RZ 358 was subjected to five freeze-thaw cycles and storage conditions at 40°C. Upon freeze-thaw, RZ 358 formed soluble dimers (Figure 2, upper panel) at acidic pH conditions (pH 4.0 and 5.0) and high molecular weight (HMW) species (Figure 2, lower panel) at neutral pH conditions. The optimal stability upon freeze-thaw was observed in the pH range of 5.5 to 6.3.

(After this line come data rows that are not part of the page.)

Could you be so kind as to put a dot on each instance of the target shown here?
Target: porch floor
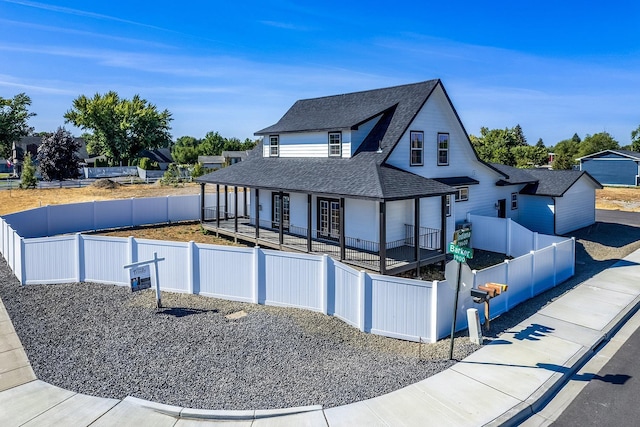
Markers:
(398, 259)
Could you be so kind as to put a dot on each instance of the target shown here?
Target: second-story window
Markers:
(274, 146)
(443, 149)
(417, 148)
(335, 144)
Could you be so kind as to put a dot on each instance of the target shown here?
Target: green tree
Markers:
(28, 177)
(57, 156)
(496, 145)
(121, 127)
(211, 145)
(596, 143)
(635, 139)
(563, 162)
(528, 156)
(565, 152)
(14, 115)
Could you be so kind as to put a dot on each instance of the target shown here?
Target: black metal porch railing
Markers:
(429, 237)
(357, 251)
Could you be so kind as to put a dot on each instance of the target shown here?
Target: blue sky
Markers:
(554, 67)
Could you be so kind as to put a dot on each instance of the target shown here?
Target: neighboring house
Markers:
(233, 157)
(553, 201)
(613, 167)
(162, 156)
(30, 144)
(363, 176)
(211, 162)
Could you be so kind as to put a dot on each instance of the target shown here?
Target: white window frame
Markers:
(443, 138)
(462, 195)
(274, 145)
(335, 148)
(413, 149)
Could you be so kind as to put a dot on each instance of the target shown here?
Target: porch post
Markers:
(309, 225)
(257, 209)
(281, 225)
(416, 232)
(245, 209)
(342, 237)
(382, 249)
(235, 208)
(226, 203)
(218, 205)
(443, 225)
(202, 184)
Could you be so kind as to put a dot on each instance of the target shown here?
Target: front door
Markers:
(275, 210)
(329, 218)
(502, 208)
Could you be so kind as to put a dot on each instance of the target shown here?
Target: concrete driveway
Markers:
(618, 217)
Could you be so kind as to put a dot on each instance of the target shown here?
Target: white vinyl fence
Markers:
(506, 236)
(385, 305)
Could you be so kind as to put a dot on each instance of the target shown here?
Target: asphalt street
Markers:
(611, 395)
(618, 217)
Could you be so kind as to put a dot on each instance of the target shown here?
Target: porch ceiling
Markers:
(326, 176)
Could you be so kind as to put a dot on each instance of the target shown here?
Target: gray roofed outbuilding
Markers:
(542, 182)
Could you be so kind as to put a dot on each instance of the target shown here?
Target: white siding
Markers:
(308, 144)
(435, 117)
(361, 219)
(577, 207)
(536, 213)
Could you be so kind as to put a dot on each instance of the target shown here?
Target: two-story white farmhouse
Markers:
(363, 176)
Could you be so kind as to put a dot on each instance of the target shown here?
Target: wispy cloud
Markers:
(71, 31)
(77, 12)
(285, 25)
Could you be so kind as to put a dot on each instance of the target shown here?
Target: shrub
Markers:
(28, 178)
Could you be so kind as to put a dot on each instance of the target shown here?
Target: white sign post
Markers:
(140, 276)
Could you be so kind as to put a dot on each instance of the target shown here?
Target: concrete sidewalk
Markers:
(503, 383)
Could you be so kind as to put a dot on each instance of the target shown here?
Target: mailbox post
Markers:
(485, 293)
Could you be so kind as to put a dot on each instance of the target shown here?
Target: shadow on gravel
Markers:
(182, 312)
(609, 234)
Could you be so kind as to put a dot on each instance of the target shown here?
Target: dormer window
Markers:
(417, 148)
(335, 144)
(274, 145)
(443, 149)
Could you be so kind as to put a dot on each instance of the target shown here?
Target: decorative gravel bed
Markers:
(105, 341)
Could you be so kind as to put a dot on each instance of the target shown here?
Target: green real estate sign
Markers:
(460, 253)
(459, 248)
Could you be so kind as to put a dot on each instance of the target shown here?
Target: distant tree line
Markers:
(116, 128)
(187, 148)
(509, 146)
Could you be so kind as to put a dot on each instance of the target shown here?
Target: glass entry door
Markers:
(275, 210)
(329, 218)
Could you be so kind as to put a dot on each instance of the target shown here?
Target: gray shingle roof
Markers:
(543, 182)
(349, 110)
(327, 176)
(364, 175)
(626, 153)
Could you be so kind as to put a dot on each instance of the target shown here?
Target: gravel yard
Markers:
(103, 340)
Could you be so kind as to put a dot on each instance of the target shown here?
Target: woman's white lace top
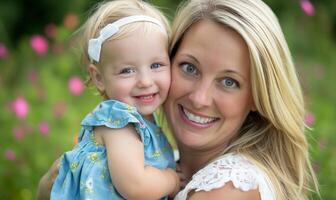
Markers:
(231, 167)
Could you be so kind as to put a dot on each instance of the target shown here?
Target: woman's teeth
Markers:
(198, 119)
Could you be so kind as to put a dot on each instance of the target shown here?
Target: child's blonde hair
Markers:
(108, 12)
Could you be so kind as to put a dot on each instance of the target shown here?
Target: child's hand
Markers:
(182, 177)
(46, 182)
(177, 187)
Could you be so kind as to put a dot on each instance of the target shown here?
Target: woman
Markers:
(235, 106)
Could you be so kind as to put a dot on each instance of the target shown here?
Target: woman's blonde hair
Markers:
(272, 136)
(110, 11)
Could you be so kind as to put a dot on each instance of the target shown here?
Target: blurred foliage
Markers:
(30, 142)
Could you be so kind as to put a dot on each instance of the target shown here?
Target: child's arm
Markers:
(134, 180)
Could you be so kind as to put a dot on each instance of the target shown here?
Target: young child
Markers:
(121, 153)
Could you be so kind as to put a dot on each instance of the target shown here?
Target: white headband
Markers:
(95, 44)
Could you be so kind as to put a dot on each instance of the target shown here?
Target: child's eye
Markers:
(230, 83)
(156, 65)
(189, 69)
(127, 71)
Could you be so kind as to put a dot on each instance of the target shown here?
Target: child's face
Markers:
(136, 70)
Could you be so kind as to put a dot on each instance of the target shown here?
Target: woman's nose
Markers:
(201, 95)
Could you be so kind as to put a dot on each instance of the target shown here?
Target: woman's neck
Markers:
(192, 160)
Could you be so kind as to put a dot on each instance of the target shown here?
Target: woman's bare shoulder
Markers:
(228, 191)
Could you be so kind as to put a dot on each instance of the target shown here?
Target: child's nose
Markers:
(144, 80)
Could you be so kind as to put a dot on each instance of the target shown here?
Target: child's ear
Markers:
(96, 77)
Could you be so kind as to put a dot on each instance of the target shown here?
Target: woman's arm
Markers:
(47, 181)
(226, 192)
(134, 180)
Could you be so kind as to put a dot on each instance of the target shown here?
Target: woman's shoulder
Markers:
(229, 173)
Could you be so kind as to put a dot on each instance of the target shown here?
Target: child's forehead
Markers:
(138, 47)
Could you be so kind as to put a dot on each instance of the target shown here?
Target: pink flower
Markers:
(70, 21)
(307, 7)
(59, 109)
(39, 44)
(20, 107)
(309, 119)
(75, 85)
(43, 128)
(32, 76)
(18, 132)
(9, 154)
(3, 51)
(50, 30)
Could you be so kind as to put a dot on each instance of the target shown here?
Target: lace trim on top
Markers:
(231, 167)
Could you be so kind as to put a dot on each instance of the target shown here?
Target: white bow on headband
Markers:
(95, 44)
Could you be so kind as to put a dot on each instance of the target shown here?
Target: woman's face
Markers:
(210, 94)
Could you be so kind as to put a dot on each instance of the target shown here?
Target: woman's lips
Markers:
(195, 120)
(147, 98)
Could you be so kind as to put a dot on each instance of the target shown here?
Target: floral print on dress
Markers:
(84, 173)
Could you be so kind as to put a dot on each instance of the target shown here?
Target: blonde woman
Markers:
(236, 102)
(235, 105)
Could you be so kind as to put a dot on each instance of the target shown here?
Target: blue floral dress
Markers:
(84, 173)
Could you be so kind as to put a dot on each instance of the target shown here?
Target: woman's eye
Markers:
(189, 68)
(127, 71)
(156, 65)
(229, 83)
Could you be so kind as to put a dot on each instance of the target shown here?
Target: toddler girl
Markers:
(122, 153)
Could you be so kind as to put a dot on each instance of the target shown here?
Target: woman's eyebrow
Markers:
(230, 71)
(190, 57)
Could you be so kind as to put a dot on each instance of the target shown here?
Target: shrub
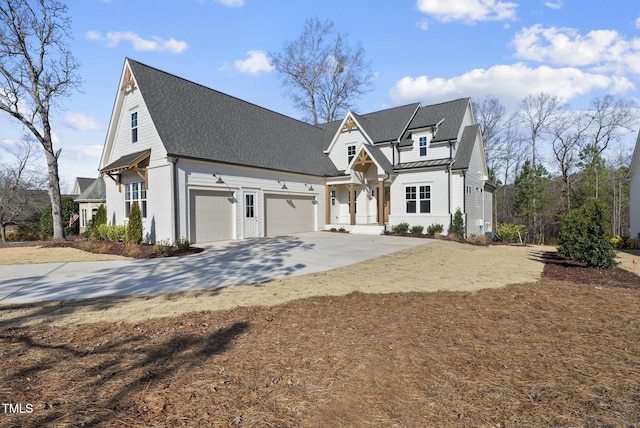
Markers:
(183, 244)
(435, 228)
(617, 242)
(99, 219)
(633, 243)
(134, 226)
(401, 228)
(583, 236)
(69, 206)
(110, 232)
(417, 230)
(457, 225)
(508, 232)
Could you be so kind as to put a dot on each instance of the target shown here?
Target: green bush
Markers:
(110, 232)
(401, 228)
(99, 219)
(457, 225)
(583, 236)
(417, 230)
(134, 226)
(183, 244)
(508, 232)
(69, 207)
(435, 228)
(632, 243)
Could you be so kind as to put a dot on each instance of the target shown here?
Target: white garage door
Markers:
(211, 216)
(289, 214)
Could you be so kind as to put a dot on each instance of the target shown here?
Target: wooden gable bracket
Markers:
(129, 163)
(349, 125)
(117, 181)
(363, 161)
(127, 82)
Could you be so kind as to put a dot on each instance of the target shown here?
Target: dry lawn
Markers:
(558, 349)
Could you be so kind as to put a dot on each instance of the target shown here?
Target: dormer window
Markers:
(134, 127)
(422, 144)
(351, 153)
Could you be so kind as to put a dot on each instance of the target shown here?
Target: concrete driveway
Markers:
(220, 265)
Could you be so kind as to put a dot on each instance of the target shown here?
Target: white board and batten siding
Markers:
(159, 224)
(438, 181)
(256, 203)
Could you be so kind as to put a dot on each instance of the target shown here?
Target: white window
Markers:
(135, 192)
(423, 146)
(134, 127)
(351, 152)
(413, 195)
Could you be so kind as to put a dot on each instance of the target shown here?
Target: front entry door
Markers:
(387, 203)
(250, 215)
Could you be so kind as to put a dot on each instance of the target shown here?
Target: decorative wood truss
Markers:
(127, 81)
(135, 162)
(349, 125)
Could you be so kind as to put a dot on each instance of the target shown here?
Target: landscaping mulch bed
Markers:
(143, 251)
(564, 351)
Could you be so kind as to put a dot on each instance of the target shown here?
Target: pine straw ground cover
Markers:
(558, 352)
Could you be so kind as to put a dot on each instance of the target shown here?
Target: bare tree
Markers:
(323, 75)
(20, 174)
(609, 118)
(568, 137)
(36, 69)
(538, 114)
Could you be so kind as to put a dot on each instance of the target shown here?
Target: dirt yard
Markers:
(366, 345)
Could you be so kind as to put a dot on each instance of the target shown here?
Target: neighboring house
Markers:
(89, 199)
(81, 185)
(634, 198)
(206, 166)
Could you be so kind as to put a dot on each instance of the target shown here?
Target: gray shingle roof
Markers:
(452, 112)
(96, 192)
(465, 147)
(196, 122)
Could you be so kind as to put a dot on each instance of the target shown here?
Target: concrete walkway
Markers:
(220, 265)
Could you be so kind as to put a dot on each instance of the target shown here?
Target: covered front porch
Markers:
(359, 201)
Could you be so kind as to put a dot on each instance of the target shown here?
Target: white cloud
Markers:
(565, 46)
(469, 11)
(510, 83)
(556, 4)
(231, 3)
(257, 62)
(599, 50)
(88, 153)
(156, 44)
(81, 122)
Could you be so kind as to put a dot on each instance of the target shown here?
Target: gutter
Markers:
(174, 192)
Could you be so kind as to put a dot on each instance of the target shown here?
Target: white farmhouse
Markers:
(634, 198)
(206, 166)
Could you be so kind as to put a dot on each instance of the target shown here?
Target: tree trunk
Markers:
(54, 186)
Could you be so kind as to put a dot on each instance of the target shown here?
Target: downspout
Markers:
(451, 161)
(464, 201)
(174, 193)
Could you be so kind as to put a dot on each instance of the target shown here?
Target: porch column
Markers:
(381, 203)
(327, 204)
(352, 203)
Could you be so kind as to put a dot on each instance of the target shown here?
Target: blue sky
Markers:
(420, 50)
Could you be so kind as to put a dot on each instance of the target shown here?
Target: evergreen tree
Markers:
(457, 225)
(134, 227)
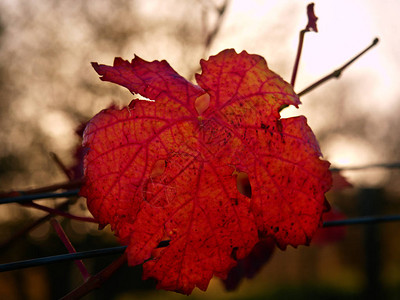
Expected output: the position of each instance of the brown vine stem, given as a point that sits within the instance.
(338, 72)
(96, 281)
(67, 243)
(311, 26)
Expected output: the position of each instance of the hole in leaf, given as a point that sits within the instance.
(202, 103)
(243, 184)
(158, 168)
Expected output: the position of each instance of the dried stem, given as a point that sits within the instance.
(97, 280)
(298, 55)
(311, 26)
(72, 184)
(64, 238)
(55, 211)
(338, 72)
(213, 33)
(30, 197)
(394, 165)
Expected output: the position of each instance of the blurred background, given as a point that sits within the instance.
(48, 88)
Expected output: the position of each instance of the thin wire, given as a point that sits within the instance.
(27, 198)
(59, 258)
(362, 220)
(66, 257)
(119, 250)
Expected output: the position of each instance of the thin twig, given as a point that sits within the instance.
(395, 165)
(58, 212)
(121, 249)
(67, 243)
(311, 26)
(27, 198)
(97, 280)
(73, 184)
(60, 258)
(362, 220)
(338, 72)
(212, 34)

RZ 358 was also incubated at 40°C for up to 3 months. At pH 4.0, RZ 358 formed soluble aggregates as evidenced by loss of signal by SEC-HPLC at 2 weeks and appearance of gel-like precipitate after 2 weeks of storage. As the solution pH increased above 5.0, formation of fragmented degradants became prominent (Figure 3, upper panel). There was a significant difference in aggregate levels for the stressed 40°C-stable samples (pH 5 to pH 7) at 3 months.

As detected by SEC-HPLC, RZ 358 fragmentation occurred at pHs away from pH 5.5, both at lower (pH 5) and higher (7.0) pHs. RZ 358 oxidation as measured by the degradation pattern of HIC-HPLC (Figure 3, lower panel) showed a similar trend, with the pH 5.5 formulation showing the least amount of precipitate peak.

pH studies indicated that the optimal pH for controlling RZ 358 aggregation/fragmentation/oxidation was approximately pH 5.5.

Additional pH studies were performed based on charge transition distribution. 5 mg/mL RZ 358 was formulated in 10 mM L-histidine/HCl, 10 mM methionine, 270 mM sorbitol at pH 5.0, 5.5, 5.8, 6.4, and 7.0. Formulation buffer exchange was achieved using a VivaSpin ultracentrifuge device. Samples were incubated at 40 °C for 1 month and 30 °C for 3 months and analyzed for charge transition distribution via WCX-HPLC. Higher pH samples showed faster growth of acidic species. Basic species increased under stringent acidic conditions (Figure 4).

A slightly acidic pH was better for controlling acidic species, and the optimal pH for controlling basic species formation was around pH 5.8 (Fig. 5). The pH 5.8 formulation was chosen to minimize fragment formation (Fig. 6, upper panel), oxidation (Fig. 6, lower panel), and aggregation (Fig. 6, upper panel). It is noteworthy that the lower pH formulations produced more of the species indicated by the back shoulder of the HIC main peak.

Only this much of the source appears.